Matt Bergstrom, president at Thornton & Grooms, Farmington Hills, Mich., said he plans on spending a great deal of time understanding the ACA in 2014, just as his team did in 2013.
“Our efforts will be focused in two areas,” Bergstrom said. “First, just wrapping our hands around the new administrative burdens of the program and what that looks like. We are seeing similar administrative burdens being requested from OSHA [Occupational Safety and Health Administration] and are just wrapping our heads around how to comply. Second, in terms of the ACA, we will be doing a tremendous amount of wellness and insurance cost-control savings training with our entire team to help control our overall group premium costs and help our team to be educated health care users.”
Russ Donnici, president of Mechanical Air Service Inc., San Jose, Calif., said he is very concerned about the ACA and the impact it will have not only on his business, but also on people’s lives.
“We avoided the initial impact of Obamacare by renewing our plan a month early, but next year we will have to deal with it — unless things change,” Donnici said. “We provide medical for our employees, even for part-timers.

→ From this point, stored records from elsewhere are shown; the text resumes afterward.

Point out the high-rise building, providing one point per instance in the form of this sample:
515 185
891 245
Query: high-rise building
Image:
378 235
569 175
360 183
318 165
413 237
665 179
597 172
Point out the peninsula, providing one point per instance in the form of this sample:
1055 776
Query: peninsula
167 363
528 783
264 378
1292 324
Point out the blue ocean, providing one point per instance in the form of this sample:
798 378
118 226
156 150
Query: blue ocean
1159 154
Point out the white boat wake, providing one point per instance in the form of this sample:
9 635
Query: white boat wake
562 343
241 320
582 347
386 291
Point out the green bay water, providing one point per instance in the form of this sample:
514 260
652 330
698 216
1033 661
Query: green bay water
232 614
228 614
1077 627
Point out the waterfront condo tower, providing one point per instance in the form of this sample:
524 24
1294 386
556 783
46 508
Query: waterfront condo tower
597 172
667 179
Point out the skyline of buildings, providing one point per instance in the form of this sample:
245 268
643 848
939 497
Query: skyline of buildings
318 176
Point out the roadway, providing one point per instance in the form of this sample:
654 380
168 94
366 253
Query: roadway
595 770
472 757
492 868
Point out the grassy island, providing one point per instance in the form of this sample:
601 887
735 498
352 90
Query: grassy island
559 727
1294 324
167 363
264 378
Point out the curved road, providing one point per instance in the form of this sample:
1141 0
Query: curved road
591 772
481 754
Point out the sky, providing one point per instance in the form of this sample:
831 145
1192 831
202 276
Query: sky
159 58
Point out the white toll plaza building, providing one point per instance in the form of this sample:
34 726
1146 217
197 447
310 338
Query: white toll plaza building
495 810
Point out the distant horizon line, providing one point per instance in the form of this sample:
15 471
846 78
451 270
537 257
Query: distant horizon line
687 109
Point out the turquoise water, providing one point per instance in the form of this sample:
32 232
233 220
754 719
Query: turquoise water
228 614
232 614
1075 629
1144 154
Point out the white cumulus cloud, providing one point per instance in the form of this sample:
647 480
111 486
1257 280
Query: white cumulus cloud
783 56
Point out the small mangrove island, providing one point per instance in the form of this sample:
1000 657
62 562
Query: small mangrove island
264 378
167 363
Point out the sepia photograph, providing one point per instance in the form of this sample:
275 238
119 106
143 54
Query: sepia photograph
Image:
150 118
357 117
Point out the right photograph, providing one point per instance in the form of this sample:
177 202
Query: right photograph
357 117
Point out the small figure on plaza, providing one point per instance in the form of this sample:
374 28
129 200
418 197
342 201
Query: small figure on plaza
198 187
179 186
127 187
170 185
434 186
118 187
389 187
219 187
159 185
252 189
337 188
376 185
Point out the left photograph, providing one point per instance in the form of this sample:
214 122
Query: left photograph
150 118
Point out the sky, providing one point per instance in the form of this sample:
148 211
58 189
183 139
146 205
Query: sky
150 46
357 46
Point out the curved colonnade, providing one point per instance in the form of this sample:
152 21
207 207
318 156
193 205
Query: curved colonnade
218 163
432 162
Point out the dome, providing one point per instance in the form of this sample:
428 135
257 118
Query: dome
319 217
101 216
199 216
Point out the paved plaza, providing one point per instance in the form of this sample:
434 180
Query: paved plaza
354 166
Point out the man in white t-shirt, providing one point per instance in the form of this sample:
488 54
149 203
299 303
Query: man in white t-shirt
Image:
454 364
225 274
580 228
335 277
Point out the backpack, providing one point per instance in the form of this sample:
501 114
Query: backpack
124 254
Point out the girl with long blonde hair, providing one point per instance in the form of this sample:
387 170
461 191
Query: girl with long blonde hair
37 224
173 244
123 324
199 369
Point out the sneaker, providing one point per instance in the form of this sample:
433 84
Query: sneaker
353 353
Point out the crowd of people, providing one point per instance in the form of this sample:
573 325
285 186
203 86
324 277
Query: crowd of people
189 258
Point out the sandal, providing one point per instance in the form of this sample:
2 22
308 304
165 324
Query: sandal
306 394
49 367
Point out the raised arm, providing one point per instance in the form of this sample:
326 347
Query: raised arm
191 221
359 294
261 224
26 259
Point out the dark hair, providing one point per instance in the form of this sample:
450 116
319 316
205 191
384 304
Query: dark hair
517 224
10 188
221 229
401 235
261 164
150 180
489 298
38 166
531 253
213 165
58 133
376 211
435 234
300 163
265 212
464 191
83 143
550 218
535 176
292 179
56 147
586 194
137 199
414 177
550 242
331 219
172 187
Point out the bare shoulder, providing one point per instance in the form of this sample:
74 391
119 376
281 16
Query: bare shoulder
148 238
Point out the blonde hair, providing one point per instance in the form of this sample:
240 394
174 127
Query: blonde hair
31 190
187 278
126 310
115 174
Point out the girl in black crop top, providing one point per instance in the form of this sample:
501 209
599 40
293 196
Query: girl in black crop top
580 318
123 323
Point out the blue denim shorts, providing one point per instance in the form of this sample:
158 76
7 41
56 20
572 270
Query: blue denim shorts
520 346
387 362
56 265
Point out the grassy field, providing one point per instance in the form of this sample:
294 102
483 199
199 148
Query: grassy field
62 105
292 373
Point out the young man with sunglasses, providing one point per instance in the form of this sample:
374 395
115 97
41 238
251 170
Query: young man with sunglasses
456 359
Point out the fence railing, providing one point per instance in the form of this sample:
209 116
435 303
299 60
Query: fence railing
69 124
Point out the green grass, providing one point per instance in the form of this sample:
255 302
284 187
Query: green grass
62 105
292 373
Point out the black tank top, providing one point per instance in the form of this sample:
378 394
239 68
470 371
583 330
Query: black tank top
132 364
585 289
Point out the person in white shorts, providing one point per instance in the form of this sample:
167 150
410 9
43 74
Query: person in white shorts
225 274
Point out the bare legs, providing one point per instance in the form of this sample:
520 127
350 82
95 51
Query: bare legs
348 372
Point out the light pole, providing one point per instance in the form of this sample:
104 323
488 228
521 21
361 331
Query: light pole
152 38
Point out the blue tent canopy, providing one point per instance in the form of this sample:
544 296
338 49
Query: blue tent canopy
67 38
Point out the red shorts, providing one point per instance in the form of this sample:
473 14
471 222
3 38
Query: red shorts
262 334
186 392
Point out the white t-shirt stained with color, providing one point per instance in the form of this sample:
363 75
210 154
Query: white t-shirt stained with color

“Another issue that few are talking about is the 40 percent excise tax coming in a few years on what they call ‘Cadillac’ medical plans. Our plan is considered a Cadillac plan, and we do this to attract good employees. The tax will penalize us for doing something good.”
Donnici went a step further, saying that members of Congress should be forced to use the government health care exchanges. He asked, “Why should they be exempted from Obamacare if it’s so great?”
Wait and See
Industry leaders agree that predicting what the current Congress will do in 2014 is nearly impossible, and that many things remain uncertain in 2014, just as they were in 2013. And with midterm elections coming up in the fall, Melchi added it is “very likely that, once we get to the summer, there won’t be any substantial pieces of legislation through Election Day.”
McCrudden added that many regulatory issues are also likely to come to a head this year, including regional standards. “We’re watching the courts, Congress, and the regulatory bodies,” he said. “It’s an interesting list.”
Ultimately, uncertainty is the word of choice when summing up 2014, Melchi said.
“Depending on how things shake up, you’re looking at a lame-duck session, and we don’t know what will get done in that session until after the elections take place. We could see a year where there’s not a whole lot that goes on until the end of the year, or maybe not. Nobody likes the end-of-the-year flurry of activity, but that’s kind of the way things have been working out lately.”